Short-seller Carson Block is looking to other emerging markets and searching for his first long-only investment in China after suggesting that finding potentially fraudulent firms to short has become problematic in a more wary market.

While he argues that fraud is as prevalent as ever among Chinese small and micro-cap companies, he suspects many firms have been restating their filings with the State Administration for Industry & Commerce (SAIC), making it harder to catch them out.

“Since short-sellers have become pretty aggressive in exposing Chinese companies that they believe are frauds, we suspect some Chinese companies have gone back into their SAIC filings and restated them,” he says.

“While I wouldn’t say the number of potentially fraudulent companies has decreased greatly, investor interest in these companies has. Given the awareness in the US markets of the problems that we’ve had in the micro-cap world, some [companies] delisted and others are trading at very, very low price levels.”

Block was speaking to AsianInvestor from the airport on his way back to the west coast of America after touching down from an exploratory visit to Brazil. He is expanding his short-selling search to Latin America to target indiscriminate investment chasing questionable companies.

“It seems similar to China,” he says. “You’ve heard tales of lots of Americans getting off the plane not knowing what’s going on and throwing money at stuff. You never want to be one of those guys.”

Block, founder and only permanent staff member of research firm Muddy Waters, was the short-seller who first targeted Chinese timber company Sino-Forest Corporation, which is listed in Toronto, Canada.

In a well documented chain of events, Muddy Waters published research on June 2 alleging that Sino-Forest had committed fraud, was a Ponzi scheme and had overstated its timber holdings by nearly $900 million. It is a claim the company has denied.

The report triggered a precipitous decline in Sino Forest’s share price and prompted the Ontario Securities Commission (OSC) to tentatively back Block’s claims. Sino-Forest’s chairman and CEO, Allen Chan, has since stepped down.
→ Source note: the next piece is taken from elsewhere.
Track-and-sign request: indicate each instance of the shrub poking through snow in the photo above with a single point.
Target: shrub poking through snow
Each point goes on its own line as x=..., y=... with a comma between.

“It’s a positive for shareholders that [Chan] does step down,” says Block.

Block, who still has a short position in Sino-Forest, has praised the commission for preventing worse damage. The OSC has frozen Sino-Forest shares at C$4.81, a 75% slump from the C$19.27 they were at before the Muddy Waters report. Sino-Forest’s bonds are still trading, at distressed levels of less than 30 cents on the dollar.

The commission has also stated that Sino-Forest and certain officers “appear to have misrepresented some of its revenue and/or exaggerated some of its timber holdings” and appear to be participating in acts “they know or ought to know perpetuate a fraud”.

While the extent of the alleged fraud remains unclear, such a pronouncement is still an endorsement for Muddy Waters, although Block resists the temptation to crow about this apparent vindication.

A number of investors are now suing Sino-Forest, noting that the company had raised close to $3 billion in debt and stock offerings. The firm’s big-name backers include John Paulson, whose hedge fund Paulson & Co held 34.7 million shares in the firm before dumping them at an estimated loss of $720 million.

New Zealand billionaire Richard Chandler then became Sino-Forest’s biggest shareholder with an 18% stake, and he continued to buy shares he clearly felt were undervalued right up until they were frozen.

Block points out that a large company such as Sino-Forest was easier for him to target because, with 120 related entities and 16 years as a public company, it just could not cover its paper trail. “With the volume of filings and long track record it becomes harder to manage the scrubbing process,” he points out.

Nevertheless, Muddy Waters, which last published research on June 28, is still looking at an undisclosed number of listed Chinese companies to short. “We’re looking at some companies that are problematic and may turn out to be committing fraud,” says Block.

But these days Block is also searching for a long-only investment to pursue. Given the difficulty in shorting Chinese companies, which can prove expensive and difficult to execute, he believes he would make more money on a single long-only investment than on all his shorts together, although he declines to disclose the amount.

“There are potentially some babies that have been thrown out with the bathwater, and that’s what we have our eyes on,” he says. “We would like to sweep the streets more, and then we can start talking about the longs.”